Environmental Illness in U.S. Kids Cost $76.6 Billion in One Year


NEW YORK, New York, May 4, 2011 (ENS) - It cost a "staggering" $76.6 billion to cover the health expenses of American children who were sick because of exposure to toxic chemicals and air pollutants in 2008, according to new research by senior scientists at the Mount Sinai School of Medicine in New York.

Published in the May issue of the journal "Health Affairs," three new studies by Mount Sinai scientists reveal the economic impact of toxic chemicals and air pollutants in the environment, and propose new legislation to require testing of new chemicals as well as those already on the market.

In one of the studies, Leonardo Trasande, MD, associate professor of preventive medicine and pediatrics at Mount Sinai School of Medicine, and his team calculated the annual cost for direct medical care and the indirect costs, such as parents' lost work days, and lost economic productivity caring for their children, of these diseases in children.

"Our findings show that, despite previous efforts to curb their use, toxic chemicals have a major impact on health care costs and childhood morbidity," said Dr. Trasande.

Lead poisoning still costs the most at $50.9 billion a year, while autism is a distant second at $7.9 billion.

Intellectual disabilities cost $5.4 billion a year, exposure to mercury pollution costs $5.1 billion, attention deficit hyperactivity disorder costs $5 billion, asthma costs $2.2 billion, and childhood cancer costs $95 million.
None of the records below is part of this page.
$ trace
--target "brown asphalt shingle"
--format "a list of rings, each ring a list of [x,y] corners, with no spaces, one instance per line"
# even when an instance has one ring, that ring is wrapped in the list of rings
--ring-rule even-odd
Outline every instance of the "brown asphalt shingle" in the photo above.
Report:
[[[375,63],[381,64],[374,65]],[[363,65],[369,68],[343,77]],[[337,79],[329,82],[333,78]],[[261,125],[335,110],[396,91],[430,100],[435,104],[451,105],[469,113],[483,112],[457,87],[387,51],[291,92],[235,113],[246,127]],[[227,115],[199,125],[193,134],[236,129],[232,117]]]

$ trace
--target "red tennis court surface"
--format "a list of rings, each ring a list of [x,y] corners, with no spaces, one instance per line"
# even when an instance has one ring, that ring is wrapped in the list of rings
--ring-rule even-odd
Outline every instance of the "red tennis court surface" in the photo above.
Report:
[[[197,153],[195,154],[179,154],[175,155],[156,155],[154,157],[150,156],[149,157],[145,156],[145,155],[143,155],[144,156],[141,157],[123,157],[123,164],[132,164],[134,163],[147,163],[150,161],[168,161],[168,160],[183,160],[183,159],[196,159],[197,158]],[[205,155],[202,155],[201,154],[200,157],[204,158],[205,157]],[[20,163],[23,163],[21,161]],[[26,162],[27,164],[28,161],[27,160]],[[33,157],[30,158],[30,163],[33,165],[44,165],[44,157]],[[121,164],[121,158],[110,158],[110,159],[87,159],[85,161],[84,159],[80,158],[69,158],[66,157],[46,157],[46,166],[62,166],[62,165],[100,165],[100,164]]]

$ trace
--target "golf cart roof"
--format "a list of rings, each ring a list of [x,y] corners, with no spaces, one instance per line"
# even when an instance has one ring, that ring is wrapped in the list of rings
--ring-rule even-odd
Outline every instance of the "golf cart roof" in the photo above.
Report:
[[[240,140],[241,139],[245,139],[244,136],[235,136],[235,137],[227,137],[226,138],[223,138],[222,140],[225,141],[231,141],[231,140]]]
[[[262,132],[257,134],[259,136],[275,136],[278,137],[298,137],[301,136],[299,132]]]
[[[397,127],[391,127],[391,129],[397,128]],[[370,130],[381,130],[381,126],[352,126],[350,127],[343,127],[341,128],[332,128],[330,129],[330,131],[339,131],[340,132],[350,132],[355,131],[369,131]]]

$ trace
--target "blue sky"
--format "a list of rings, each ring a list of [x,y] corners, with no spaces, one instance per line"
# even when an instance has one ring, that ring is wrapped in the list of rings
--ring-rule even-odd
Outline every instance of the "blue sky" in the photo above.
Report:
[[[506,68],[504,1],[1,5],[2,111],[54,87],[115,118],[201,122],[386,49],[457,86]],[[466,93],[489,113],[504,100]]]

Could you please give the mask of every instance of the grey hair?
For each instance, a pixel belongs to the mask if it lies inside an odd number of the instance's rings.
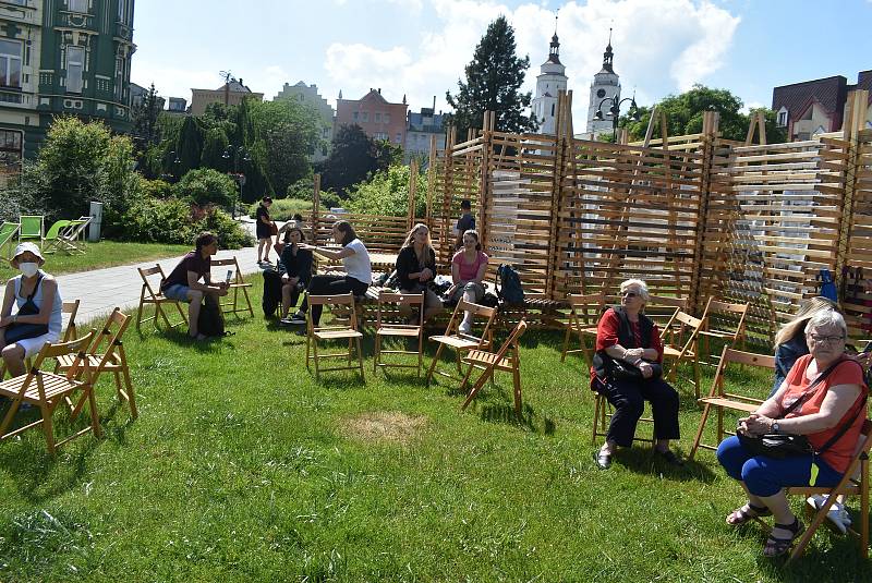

"New policy mandates are necessary to reduce the burden of disease associated with environmental toxins," said Dr. Trasande. "The prevalence of chronic childhood conditions and costs associated with them may continue to rise if this issue is not addressed."

He advised reducing lead-based paint hazards and curbing mercury emissions from coal-fired power plants.

"Given evidence that current ambient air quality standards remain insufficiently protective for children, ongoing efforts are needed to reduce outdoor air pollutant emissions and their consequences for children's breathing," he states in the study.

Obesity in children is also a result of toxic exposure, Dr. Trasande finds. "Emerging evidence, for example, is beginning to support the notion that endocrine-disrupting chemicals may contribute to the development of childhood obesity," he states. "Such chemicals are found in the environment, food, or consumer products and interfere with metabolism or normal hormone control or reproduction."